This week in multimodal ai art (09/04 - 15/04)

Follow multimodalart on Twitter, come hang on our Discord and consider supporting on Patreon

Some people said that after the insane two last weeks, this week was 'boring' for the space. I have to disagree. Although no big papers or giant breakthroughs, it was a very eventful week for the open source world.

Text-to-Image synthesizers:

- GLID-3 XL Filtered LAION-400M (code+model, Kaggle Notebook)

by Jack000, Kaggle Notebook by Lite

GLID-3, reported here two weeks ago, on it's XL iteration, released a watermark and blurry image filtered CompVis' LAION-400M dataset.

- ruDALLE Arbitrary Aspect Ratio (code+model, colab)
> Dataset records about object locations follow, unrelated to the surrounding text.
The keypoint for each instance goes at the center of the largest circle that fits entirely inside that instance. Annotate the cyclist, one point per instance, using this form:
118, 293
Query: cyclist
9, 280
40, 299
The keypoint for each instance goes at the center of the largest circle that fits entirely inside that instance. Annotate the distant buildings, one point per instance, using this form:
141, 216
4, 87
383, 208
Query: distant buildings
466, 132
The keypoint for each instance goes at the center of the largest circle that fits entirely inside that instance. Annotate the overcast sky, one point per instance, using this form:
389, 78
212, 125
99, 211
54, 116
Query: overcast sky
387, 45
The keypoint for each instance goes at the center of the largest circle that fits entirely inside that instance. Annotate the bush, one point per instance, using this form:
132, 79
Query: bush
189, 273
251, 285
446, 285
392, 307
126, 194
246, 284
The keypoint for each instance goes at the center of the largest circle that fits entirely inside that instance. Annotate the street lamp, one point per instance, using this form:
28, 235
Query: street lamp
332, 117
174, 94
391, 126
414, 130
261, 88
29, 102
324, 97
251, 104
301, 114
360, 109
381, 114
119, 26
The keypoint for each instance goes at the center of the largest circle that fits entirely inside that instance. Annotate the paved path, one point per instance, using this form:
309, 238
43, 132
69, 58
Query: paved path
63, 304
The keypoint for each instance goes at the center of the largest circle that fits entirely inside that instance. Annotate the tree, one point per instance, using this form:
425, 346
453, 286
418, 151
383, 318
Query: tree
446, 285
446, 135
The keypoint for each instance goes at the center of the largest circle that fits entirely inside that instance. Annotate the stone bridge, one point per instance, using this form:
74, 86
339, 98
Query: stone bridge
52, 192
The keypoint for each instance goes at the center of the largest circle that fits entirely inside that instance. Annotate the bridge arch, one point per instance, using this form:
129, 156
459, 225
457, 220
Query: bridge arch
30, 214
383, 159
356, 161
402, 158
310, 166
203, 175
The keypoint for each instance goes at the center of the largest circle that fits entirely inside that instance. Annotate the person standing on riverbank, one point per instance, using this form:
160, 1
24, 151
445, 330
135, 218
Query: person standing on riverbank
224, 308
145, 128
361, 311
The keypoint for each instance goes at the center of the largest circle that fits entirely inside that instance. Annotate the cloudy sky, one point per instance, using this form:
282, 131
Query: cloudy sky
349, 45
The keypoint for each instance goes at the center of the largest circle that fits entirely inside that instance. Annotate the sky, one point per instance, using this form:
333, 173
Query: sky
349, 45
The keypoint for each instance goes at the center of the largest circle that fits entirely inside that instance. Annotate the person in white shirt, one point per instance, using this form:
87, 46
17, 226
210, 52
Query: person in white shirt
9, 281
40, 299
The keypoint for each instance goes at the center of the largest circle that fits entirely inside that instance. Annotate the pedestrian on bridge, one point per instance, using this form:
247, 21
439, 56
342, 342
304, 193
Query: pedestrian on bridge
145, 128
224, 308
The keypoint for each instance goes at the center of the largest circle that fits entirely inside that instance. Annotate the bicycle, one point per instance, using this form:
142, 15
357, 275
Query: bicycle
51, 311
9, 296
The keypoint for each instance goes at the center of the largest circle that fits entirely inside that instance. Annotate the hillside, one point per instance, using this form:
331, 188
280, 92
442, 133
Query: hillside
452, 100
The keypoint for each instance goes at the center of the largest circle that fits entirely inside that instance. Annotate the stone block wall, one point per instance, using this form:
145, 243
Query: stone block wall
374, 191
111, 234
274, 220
ruDALLE is a DALLE replication in the russian language, this model allows people to generate amazingly coherent images that are not only in square format. The author is also exploring generating images in arbitrarily large resolutions too πŸ‘€

- DALLE Mega (W&B Training page)

Boris Dayma's DALLE 1 replication, famous for the DallE Mini replication is getting a mega training on a 2.6B parameter model trained on a self-curated dataset by the author. This process may take around 1 month

- CLOOB Latent Diffusion fine tuned datasets

Leveraging CLOOB's Latent Diffusion easy and fast fine tuning code (reported here before), two fine tuned datasets were released. danbooru (anime image board web-scraping, Github)

Wikiart (open source collection of public domain art, Google Colab) (by Jonathan Whitaker)

CLOOB Latent Diffusion is also getting better with the newly released LAION 5b KL autoencoder by @rivershavewings that allows for training and fine-tuning a higher range of datasets on it.

- RQ-VAE now works with less VRAM (GitHub)

Two weeks ago we reported on RQ-VAE, one of the drawbacks was it was VRAM hungry, requiring 32GB+ of VRAM. Some modifications to the code enable it to run on simpler machines. Colab and Spaces coming soon!

- MidJourney deployed v2 model (Apply to their beta)

MidJourney is a restricted access AI art platform that is currently in beta that has a secret sauce to guiding the models to stunningly good quality results. They released a new version of its model that after some tuning it is now consistently producing results the community deems even better than before. (Apply for their beta here)

- Disco Diffusion v5.2 with VR mode (Colab)

The beloved Disco Diffusion model got an upgrade that now can generate left and right images for each frame that can be hooked to a VR headset. A "warp" version of the Notebook has also been released by devdef and that improves init videos

- 2D Animation Enabled JAX CLIP Guided Diffusion v2.7 (Colab)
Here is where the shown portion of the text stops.